使用 typedef 从分配器创建共享指针?
我正在对一些代码进行改造,以使用分配器,而不是直接使用operator new和operator delete。这段代码的公共接口的一部分不是返回一个秃头指针,而是一个 shared_ptr (由徘徊于 new 的秃头指针构造而成。)
我在公共合约中看到对于分配器,有多个名为 pointer、const_reference 等的 typedef。这个想法是,我可能会使用而不是直接引用类型 T * 指针,允许分配器作者插入 C 指针以外的东西。
但我又将普通指针包装在智能指针中,它需要一个诚实的 C 指针(我认为)。如果我尝试将代码更改为使用分配器的 typedef,我会遇到麻烦吗?我还没有尝试过(因为只是为了尝试还需要做一些跑腿工作)所以我先问..
编辑:这是我想要更改的一些代码(我没有第一次不包含在内,因为它不太友好。)
template<typename Injector, typename Iface, typename Allocator, typename Impl, typename A1>
class New<Injector, Iface, Allocator, Impl, Impl(A1)>: public Binding<Injector> {
public:
static Impl * provide(Injector const & injector) {
SAUCE_SHARED_PTR<A1> a1(injector.template provide<A1>());
return initializer(injector).template construct<Impl, SAUCE_SHARED_PTR<A1> >(a1);
}
static void dispose(Injector const & injector, Iface * iface) {
Impl * impl = static_cast<Impl *>(iface);
initializer(injector).destroy(impl);
}
};
// Elsewhere
template<typename Iface>
SAUCE_SHARED_PTR<Iface> provide() const {
Iface * provided = provideFromBinding<Iface>(
Module::template bindings<Injector_> );
SAUCE_SHARED_PTR<Iface> smartPointer;
smartPointer.reset(provided, deleter);
return smartPointer;
}
特别是,在 initializer( Injector) 当前嵌入的表达式直接使用new和delete。我希望它使用 Allocator 来代替,并将它们切换到放置新/显式销毁,以做出类似的事情
template<typename Injector, typename Iface, typename Allocator, typename Impl, typename A1>
class New<Injector, Iface, Allocator, Impl, Impl(A1)>: public Binding<Injector> {
public:
static Impl * provide(Injector const & injector) {
SAUCE_SHARED_PTR<A1> a1(injector.template provide<A1>());
Allocator allocator;
Impl * impl = allocator.allocate(sizeof(Impl));
initializer(injector).template construct<Impl, SAUCE_SHARED_PTR<A1> >(impl, a1);
return impl;
}
static void dispose(Injector const & injector, Iface * iface) {
Allocator allocator;
Impl * impl = static_cast<Impl *>(iface);
initializer(injector).destroy(impl);
allocator.deallocate(impl, sizeof(Impl));
}
};
问题是,我应该尝试尊重分配器的 typedef 吗?看起来我应该是这样,否则我没有正确使用分配器(不用介意,实际上,几乎所有分配器都会有“无聊”的 typedef 值。)

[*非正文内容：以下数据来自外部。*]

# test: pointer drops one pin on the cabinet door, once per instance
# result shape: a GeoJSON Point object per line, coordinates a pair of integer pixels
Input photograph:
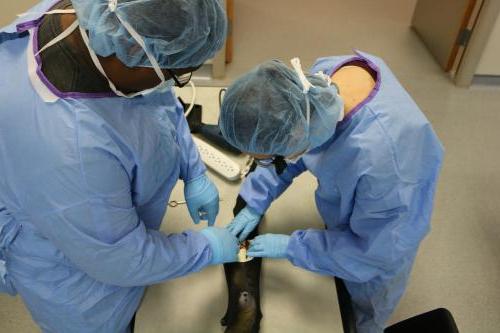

我当然可以调整它以返回 Allocator::指针而不是Impl *,直到我尝试将其推入shared_ptr。也许它也在那里起作用?这是我的问题。也许比我更熟悉该标准的人可能会说“只要 Allocator::pointer 像 operator* 一样嘎嘎叫,并且您注册了一个自定义删除器,您就会没事吧。”
编辑: @bdonlan 提出了一个很好的观点,即 shared_ptr 是基于 Allocator::value_type 而不是 Allocator 进行模板化的: :指针。相反,它可能在内部保存一个 Allocator::value_type * 。这似乎回答了这个问题,除了分配器作者可能会选择在其 Allocator::pointer 上实现 operator Allocator::value_type * ,即使在使用时转换后的值,它根据一些具体陈述的语义“一切正常”。
标准是否要求分配器作者这样做?
编辑:请参阅相关。
I have some code that I am retrofitting to use an allocator instead of operator new and operator delete directly. One part of this code's public interface is to return not a bald pointer but a shared_ptr (being constructed from the bald pointer wandering out of new.)
I see in the public contract for an allocator several typedefs named pointer, const_reference, etc. The idea is instead of referring to types T * directly, I might use pointer, allowing an allocator author to slip in something other than a C pointer.
But I am in turn wrapping the normal pointer in a smart pointer, which wants an honest C pointer (I think.) If I attempt to change my code over to using the allocator's typedefs, will I run into trouble? I haven't tried yet (as there is a bit of leg work to do just to try) so I'm asking first..
EDIT: Here's the some of code I want to alter (I didn't include the first time, as it isn't very friendly.)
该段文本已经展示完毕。